InstantID: Zero-shot Identity-Preserving Generation in Seconds
Abstract:
There has been significant progress in personalized image synthesis with methods such as Textual Inversion, DreamBooth, and LoRA. Yet, their real-world applicability is hindered by high storage demands, lengthy fine-tuning processes, and the need for multiple reference images. Conversely, existing ID embedding-based methods, while requiring only a single forward inference, face challenges: they either necessitate extensive fine-tuning across numerous model parameters, lack compatibility with community pre-trained models, or fail to maintain high face fidelity. Addressing these limitations, we introduce InstantID, a powerful diffusion model-based solution. Our plug-and-play module adeptly handles image personalization in various styles using just a single facial image, while ensuring high fidelity. To achieve this, we design a novel IdentityNet by imposing strong semantic and weak spatial conditions, integrating facial and landmark images with textual prompts to steer the image generation. InstantID demonstrates exceptional performance and efficiency, proving highly beneficial in real-world applications where identity preservation is paramount. Moreover, our work seamlessly integrates with popular pre-trained text-to-image diffusion models like SD1.5 and SDXL, serving as an adaptable plugin.

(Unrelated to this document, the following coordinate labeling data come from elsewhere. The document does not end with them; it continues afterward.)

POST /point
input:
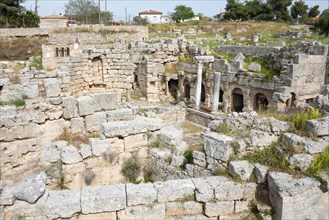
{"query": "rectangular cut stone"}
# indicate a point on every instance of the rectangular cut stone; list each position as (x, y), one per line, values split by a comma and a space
(70, 106)
(106, 101)
(183, 208)
(219, 208)
(62, 204)
(86, 105)
(141, 194)
(218, 146)
(96, 199)
(94, 122)
(143, 212)
(173, 190)
(134, 142)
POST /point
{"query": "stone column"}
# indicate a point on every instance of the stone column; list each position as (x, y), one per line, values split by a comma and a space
(215, 95)
(198, 86)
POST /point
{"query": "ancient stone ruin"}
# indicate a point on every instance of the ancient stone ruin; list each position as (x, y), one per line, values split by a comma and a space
(158, 130)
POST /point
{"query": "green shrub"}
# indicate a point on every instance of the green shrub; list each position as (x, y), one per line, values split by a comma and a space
(131, 168)
(16, 102)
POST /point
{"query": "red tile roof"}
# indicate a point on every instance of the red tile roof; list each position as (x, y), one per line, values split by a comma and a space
(151, 12)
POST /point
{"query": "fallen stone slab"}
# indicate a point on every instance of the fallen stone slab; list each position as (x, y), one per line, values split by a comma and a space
(31, 188)
(297, 198)
(62, 204)
(96, 199)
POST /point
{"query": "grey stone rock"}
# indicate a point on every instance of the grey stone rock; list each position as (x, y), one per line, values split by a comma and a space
(278, 126)
(261, 138)
(255, 67)
(241, 169)
(301, 161)
(174, 190)
(98, 146)
(7, 196)
(62, 204)
(31, 90)
(85, 150)
(141, 194)
(106, 101)
(52, 87)
(70, 106)
(228, 190)
(171, 135)
(77, 125)
(205, 187)
(217, 208)
(156, 211)
(218, 146)
(86, 105)
(199, 158)
(261, 173)
(70, 155)
(318, 127)
(97, 199)
(297, 198)
(32, 188)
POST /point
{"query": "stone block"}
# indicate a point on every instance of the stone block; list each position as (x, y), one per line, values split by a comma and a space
(62, 204)
(70, 154)
(297, 198)
(77, 125)
(199, 158)
(96, 199)
(70, 107)
(218, 208)
(261, 173)
(218, 146)
(86, 105)
(52, 87)
(94, 122)
(140, 194)
(98, 146)
(318, 127)
(241, 169)
(183, 208)
(30, 90)
(143, 212)
(173, 190)
(227, 191)
(133, 142)
(106, 101)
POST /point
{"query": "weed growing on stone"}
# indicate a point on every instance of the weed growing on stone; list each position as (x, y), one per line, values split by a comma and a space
(55, 172)
(131, 168)
(15, 102)
(89, 176)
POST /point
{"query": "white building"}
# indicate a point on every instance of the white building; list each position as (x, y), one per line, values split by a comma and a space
(151, 16)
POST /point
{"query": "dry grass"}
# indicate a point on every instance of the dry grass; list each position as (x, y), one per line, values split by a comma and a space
(20, 49)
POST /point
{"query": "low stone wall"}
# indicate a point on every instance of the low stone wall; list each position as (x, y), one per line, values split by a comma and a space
(200, 198)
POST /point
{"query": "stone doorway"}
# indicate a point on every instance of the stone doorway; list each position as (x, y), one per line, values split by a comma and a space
(237, 104)
(260, 102)
(173, 88)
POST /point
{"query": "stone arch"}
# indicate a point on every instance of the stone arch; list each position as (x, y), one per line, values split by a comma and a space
(98, 77)
(237, 100)
(260, 102)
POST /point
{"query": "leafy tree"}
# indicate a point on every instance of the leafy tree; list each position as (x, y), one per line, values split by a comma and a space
(279, 9)
(314, 11)
(299, 9)
(323, 24)
(83, 9)
(182, 13)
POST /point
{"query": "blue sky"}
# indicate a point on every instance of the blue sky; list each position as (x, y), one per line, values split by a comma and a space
(206, 7)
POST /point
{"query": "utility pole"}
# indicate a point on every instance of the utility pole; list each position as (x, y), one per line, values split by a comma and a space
(36, 7)
(99, 11)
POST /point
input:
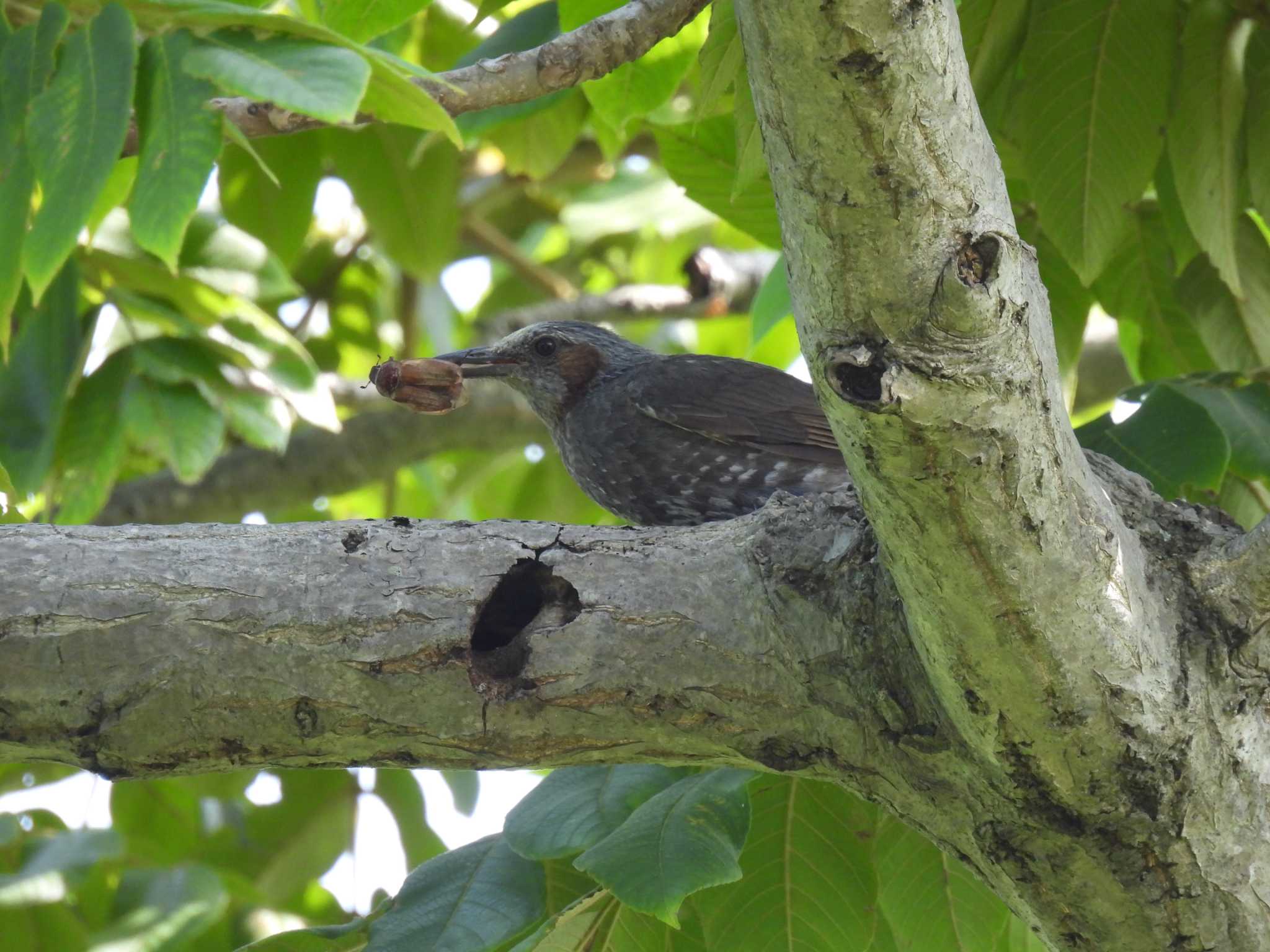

Code Generation with AlphaCodium: From Prompt Engineering to Flow Engineering
Abstract:
Code generation problems differ from common natural language problems - they require matching the exact syntax of the target language, identifying happy paths and edge cases, paying attention to numerous small details in the problem spec, and addressing other code-specific issues and requirements. Hence, many of the optimizations and tricks that have been successful in natural language generation may not be effective for code tasks. In this work, we propose a new approach to code generation by LLMs, which we call AlphaCodium - a test-based, multi-stage, code-oriented iterative flow, that improves the performances of LLMs on code problems. We tested AlphaCodium on a challenging code generation dataset called CodeContests, which includes competitive programming problems from platforms such as Codeforces. The proposed flow consistently and significantly improves results. On the validation set, for example, GPT-4 accuracy (pass@5) increased from 19% with a single well-designed direct prompt to 44% with the AlphaCodium flow. Many of the principles and best practices acquired in this work, we believe, are broadly applicable to general code generation tasks.